# Best Musical Pun Ever



## Rhombic (Oct 28, 2013)

C, E-flat and G go into a bar. The bartender says, "Sorry, we don't serve minors," and E-flat leaves. C and G have an open fifth between them. After a few drinks, the fifth is diminished and G is out flat. F comes in and tries to augment the situation, but is not sharp enough. D comes into the bar and heads straight for the bathroom saying, "Excuse me, I'll just be a second."

A comes into the bar, but the bartender is not convinced that this relative of C is not a minor and sends him out. Then the bartender notices a B-flat hiding at the end of the bar and shouts, "Get out now. You're the seventh minor I've found in this bar tonight."

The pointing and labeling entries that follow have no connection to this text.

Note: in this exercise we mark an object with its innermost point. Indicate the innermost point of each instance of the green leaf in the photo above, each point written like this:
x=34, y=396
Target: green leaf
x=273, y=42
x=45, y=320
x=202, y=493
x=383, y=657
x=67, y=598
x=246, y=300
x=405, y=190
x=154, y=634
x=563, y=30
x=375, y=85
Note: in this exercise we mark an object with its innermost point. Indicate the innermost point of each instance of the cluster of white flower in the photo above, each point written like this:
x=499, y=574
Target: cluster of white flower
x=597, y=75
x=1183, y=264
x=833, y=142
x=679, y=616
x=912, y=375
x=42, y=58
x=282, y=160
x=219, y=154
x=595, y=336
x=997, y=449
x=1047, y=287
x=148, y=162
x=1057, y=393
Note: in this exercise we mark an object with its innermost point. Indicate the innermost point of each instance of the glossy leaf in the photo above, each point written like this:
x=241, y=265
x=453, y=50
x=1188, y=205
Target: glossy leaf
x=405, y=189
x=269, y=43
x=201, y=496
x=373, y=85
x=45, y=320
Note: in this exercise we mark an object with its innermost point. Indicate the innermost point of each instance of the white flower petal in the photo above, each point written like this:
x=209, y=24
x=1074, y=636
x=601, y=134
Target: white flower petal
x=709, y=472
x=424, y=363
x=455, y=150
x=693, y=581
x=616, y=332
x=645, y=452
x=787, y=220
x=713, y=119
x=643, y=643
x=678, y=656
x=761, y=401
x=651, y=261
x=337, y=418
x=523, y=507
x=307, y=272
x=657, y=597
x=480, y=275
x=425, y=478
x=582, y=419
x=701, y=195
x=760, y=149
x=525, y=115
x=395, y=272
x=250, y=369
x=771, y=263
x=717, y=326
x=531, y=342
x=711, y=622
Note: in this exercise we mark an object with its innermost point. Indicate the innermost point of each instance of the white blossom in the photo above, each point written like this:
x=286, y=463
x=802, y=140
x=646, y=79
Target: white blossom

Next night, E-flat, not easily deflated, comes into the bar in a 3-piece suit with nicely shined shoes. The bartender says: "You're looking pretty sharp tonight. Come on in. This could be a major development." Sure enough, E-flat takes off his suit and everything else and stands there au naturel.

Eventually, C, who had passed out under the bar the night before, begins to sober up and realizes in horror that he's under a rest. So, C goes to trial, is convicted of contributing to the diminution of a minor and sentenced to 10 years of DS without Coda at an up scale correctional facility. The conviction is overturned on appeal, however, and C is found innocent of any wrongdoing, even accidental, and that all accusations to the contrary are bassless.

The bartender decides, however, that since he's only had tenor so patrons, the soprano out in the bathroom and everything has become alto much treble, he needs a rest and closes the bar.


----------



## Katie (Dec 13, 2013)

Apparently it's a universe of one, and you told it...


----------